Music That Is Creative
New Haven Jazz Underground plays above ground at Lilypad on Saturday, 14 October 2023.
What is creative music? Music that uses imagination to craft sounds in new and innovative forms.
You might think, unless you’re a cover artist (which, by the way, won’t get you into the New England Music Hall of Fame), you’re a creative musician making creative music.
No one on Planet Earth has ever heard your lyrical ode to sweet potatoes set to the chord progression G, A, C, or whatever. You’re breaking new ground, right?
Wrong. At least according to the fine purveyors of ‘creative music’ as a genre. Here’s how AllMusic describes it:
“Continuing the tradition of the '50s to '60s free-jazz mode, Modern Creative musicians may incorporate free playing into structured modes -- or play just about anything. Major proponents of modern creative jazz include John Zorn, Henry Kaiser, Eugene Chadbourne, Tim Berne, Bill Frisell, Steve Lacy, Cecil Taylor, Ornette Coleman, and Ray Anderson.”
“Just about anything” – that is, jazz, or jazz-adjacent improvisational music.
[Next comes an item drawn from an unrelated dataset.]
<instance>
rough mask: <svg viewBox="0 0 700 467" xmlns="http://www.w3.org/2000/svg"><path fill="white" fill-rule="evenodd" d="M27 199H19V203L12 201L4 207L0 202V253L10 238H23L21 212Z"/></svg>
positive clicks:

Jazz made its reputation on improvisation. But at some point the Jazz Industrial Complex must have grown stale and establishment enough that dissatisfied factions within its ranks broke off to form new subdivisions and breakaway islands to do what jazz used to do.
Innovate. Be new. Be a little dangerous.
Creative music, as genre or otherwise, is brought to you by Alex Lemski and the Creative Music Series. With generous, if partial, support from the Somerville Arts Council.
Venmo accepted to split the difference.
New Haven Jazz Underground
Is the New Haven Jazz Underground innovative? New? Dangerous?
The Facebook bio reads: “The New Haven Jazz Underground is a grass roots community based organization dedicated to producing c” (sic).
No one knows what “c” is. Cocaine? Cancer? Cute teddy bears?
Or maybe it’s a community just producing more community, which is what you want with experimental and improvisational music. New blood, fresh faces, strange sounds, trading in and out to create an amorphous sonic spectre.
Amorphous — there was no sheet music in front of the five players on the night: guitar, trumpet, percussion, standup bass, and a switch hitter switch hitting between saxophones and clarinet.
Amorphous — but not entirely without form. Instead of playing by sheet music, the musicians played by feel, familiarity, and training. The training was jazz, no doubt. The ducks were still swimming on that pond. The elastic had not yet snapped into farther flung realms for this version of the Jazz Underground.
Maybe the collective is waiting for a waltz noodler with a jaw harp fetish to take the next step.
Shout out to the indefatigable bass player. Shout out to the versatility of the saxophone and clarinet player.
Extra points for an extraordinarily reserved jazz guitarist who sat out long stretches of the jams. Quiet, barely there. Looked a little out of place in this consonant Horn World. But the second set didn’t start to cook until he stirred the pot with a few open string ejaculations.